I am inside your mind, Billy Case. I know exactly what you are doing, all the time.
And can we talk about how creepy that is, Dude? Can we? Because we should talk about how creepy that is.
"Seriously," Bedlam said. "Is he tweaking out? What's happening over there."
"He has an alien living in his brain," Titus said. "Sometimes they have disagreements."
"I'm fine!" Billy said, as Dude continued to snipe at him over what Billy considered a very minor lie. "But seriously. We came to warn you. And to offer help. We're not going to drag you back to the base and operate on you. But if you change your mind . . . "
"Yeah, we went through this once before," Bedlam said. "I know how to find you."
"Right," Billy said. "Well then. I guess. I guess we'll be going."
"Bye, Sparkles," Bedlam said.
Billy followed Titus down the rock formation slowly, looking back up at the cyborg girl as if expecting her to change her mind. She didn't speak again until they both reached the sand.

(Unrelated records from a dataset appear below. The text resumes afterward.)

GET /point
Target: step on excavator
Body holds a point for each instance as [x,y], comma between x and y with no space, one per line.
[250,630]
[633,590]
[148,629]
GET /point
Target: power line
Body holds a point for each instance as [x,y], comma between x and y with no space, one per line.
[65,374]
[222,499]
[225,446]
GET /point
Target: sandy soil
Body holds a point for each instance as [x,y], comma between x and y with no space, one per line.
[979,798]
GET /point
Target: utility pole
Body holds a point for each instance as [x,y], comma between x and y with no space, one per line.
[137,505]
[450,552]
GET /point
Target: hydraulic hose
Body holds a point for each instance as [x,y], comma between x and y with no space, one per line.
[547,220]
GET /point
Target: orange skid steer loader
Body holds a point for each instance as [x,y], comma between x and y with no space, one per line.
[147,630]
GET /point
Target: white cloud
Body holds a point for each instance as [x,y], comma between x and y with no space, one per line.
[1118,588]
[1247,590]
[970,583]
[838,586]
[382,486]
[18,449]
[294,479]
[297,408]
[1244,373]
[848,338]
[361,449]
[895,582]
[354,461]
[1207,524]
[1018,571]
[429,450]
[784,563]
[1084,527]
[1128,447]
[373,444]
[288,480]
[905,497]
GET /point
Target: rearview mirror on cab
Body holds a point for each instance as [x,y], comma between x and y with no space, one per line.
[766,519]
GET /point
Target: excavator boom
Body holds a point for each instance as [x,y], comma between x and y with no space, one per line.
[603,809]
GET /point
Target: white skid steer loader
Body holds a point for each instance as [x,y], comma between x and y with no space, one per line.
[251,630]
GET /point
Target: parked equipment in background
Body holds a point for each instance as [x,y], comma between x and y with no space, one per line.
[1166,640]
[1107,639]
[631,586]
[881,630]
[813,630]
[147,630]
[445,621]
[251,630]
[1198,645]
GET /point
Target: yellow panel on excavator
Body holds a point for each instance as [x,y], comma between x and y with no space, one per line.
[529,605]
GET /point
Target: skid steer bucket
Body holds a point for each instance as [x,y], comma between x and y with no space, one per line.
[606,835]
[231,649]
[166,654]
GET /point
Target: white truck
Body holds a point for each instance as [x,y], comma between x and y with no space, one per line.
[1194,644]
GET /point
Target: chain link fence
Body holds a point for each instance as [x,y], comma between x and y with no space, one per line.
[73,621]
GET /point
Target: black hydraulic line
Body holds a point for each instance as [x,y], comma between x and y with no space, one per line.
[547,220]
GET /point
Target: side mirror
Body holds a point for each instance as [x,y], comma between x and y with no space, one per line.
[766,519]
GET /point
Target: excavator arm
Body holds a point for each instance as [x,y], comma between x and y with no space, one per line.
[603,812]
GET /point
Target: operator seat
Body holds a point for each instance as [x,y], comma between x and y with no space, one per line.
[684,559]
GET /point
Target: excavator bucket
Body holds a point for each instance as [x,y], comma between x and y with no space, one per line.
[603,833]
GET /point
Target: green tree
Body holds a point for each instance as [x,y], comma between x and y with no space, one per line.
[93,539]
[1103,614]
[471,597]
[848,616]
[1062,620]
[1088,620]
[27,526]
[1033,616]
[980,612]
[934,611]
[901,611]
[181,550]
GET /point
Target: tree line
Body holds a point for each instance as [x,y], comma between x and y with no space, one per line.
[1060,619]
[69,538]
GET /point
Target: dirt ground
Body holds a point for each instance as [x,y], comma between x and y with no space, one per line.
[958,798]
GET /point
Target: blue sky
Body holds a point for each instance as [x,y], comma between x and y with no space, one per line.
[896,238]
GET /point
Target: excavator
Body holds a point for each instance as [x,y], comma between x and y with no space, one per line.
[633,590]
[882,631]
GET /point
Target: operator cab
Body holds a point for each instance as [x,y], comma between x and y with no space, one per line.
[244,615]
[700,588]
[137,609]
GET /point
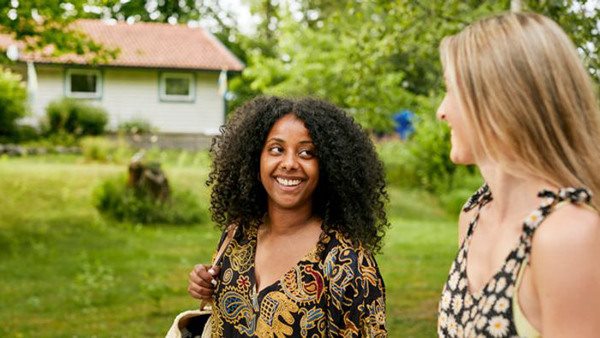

"She did all this? The storm girl?" Bedlam yelled.
"Yeah," Titus yelled back.
"She doing it on purpose?" Bedlam said.
"No idea," Billy said. "If I were to guess, I think she's just lashing out."
Bedlam laughed. It wasn't a pleasant sound.
"Yeah," she said. "There's a lot of that going around."
Billy and Titus walked back the way they came, Titus a full ten steps ahead of Billy.
Bedlam called out again.
"Hey. Thanks for the warning. Would've sucked if my head blew up and I didn't know why."
"Any time," Billy said.
But by then Bedlam had already turned her back on both of them, looking out at the water like a flesh and metal gargoyle.